Leaks gather on!

This time the leak's spotlight falls on former Prime Minister Imran Khan and the much-contested cipher from Washington


September 29, 2022

The audio leaks are back to back. This time the spotlight falls on former Prime Minister Imran Khan, and the much-contested cipher from Washington. The phenomenon suggests a serial in the making, and is certainly detrimental to national interests, as it categorically confirms the breach of security. We have been here. The point is not what content is there to surface as a result of the audio leaks, and what political mileage to be extracted, but more worrisome is the module of espionage and eavesdropping. The million-dollar question is: has it been conducted deliberately, or some vested interest has crept deep into the high-profile executive domain? This necessitates a firm rejoinder, and a thorough and impartial probe.

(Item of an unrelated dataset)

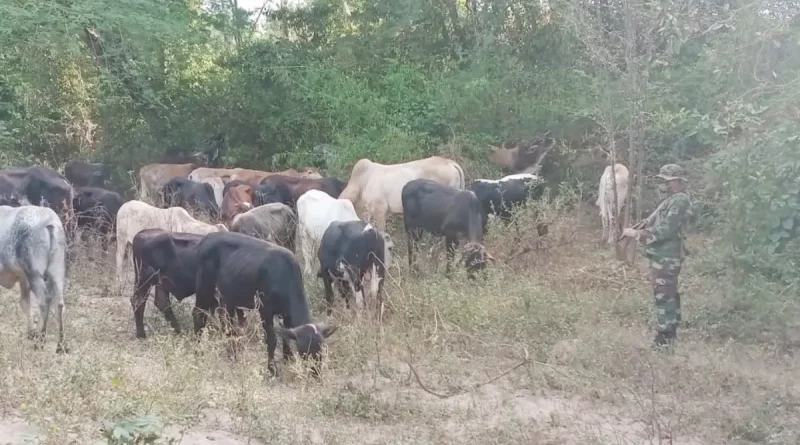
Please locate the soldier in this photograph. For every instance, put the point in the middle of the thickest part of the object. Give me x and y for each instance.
(662, 236)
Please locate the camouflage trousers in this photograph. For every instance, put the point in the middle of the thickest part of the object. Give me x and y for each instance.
(664, 278)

Whatever may be the case, it looms large as a credibility crisis to our system, especially the policy-makers domain and the very edifice of the state.

In this new audio, Khan and his principal secretary are on the tape, deliberating on how to make the cipher from the United States a viable document on record, and to seek benefits from it. The discussion revolves around the modus operandi of making it a development on record, and ways and means are sorted out to put it on minutes. The apparent intention one can draw is that the former PM is contemplating a way to blow up a diplomatic cable, for furthering political designs. So much so from the tape. The point is: why has this tape been leaked at this point of time, and that too days after similar revelations of the incumbent PM and his aides? The plausible answer is perhaps to discredit the executive office bearers, and create a narrative among the masses to help distract the debate from real issues of the moment. If this point of contention is acknowledged by both the government and the opposition, then such smear campaigns can be nailed in the bud.

The PTI should hold water and let it go through the litmus test of veracity. Demand to make the diplomatic cable public is far-fetched.

Published in The Express Tribune, September 29th, 2022.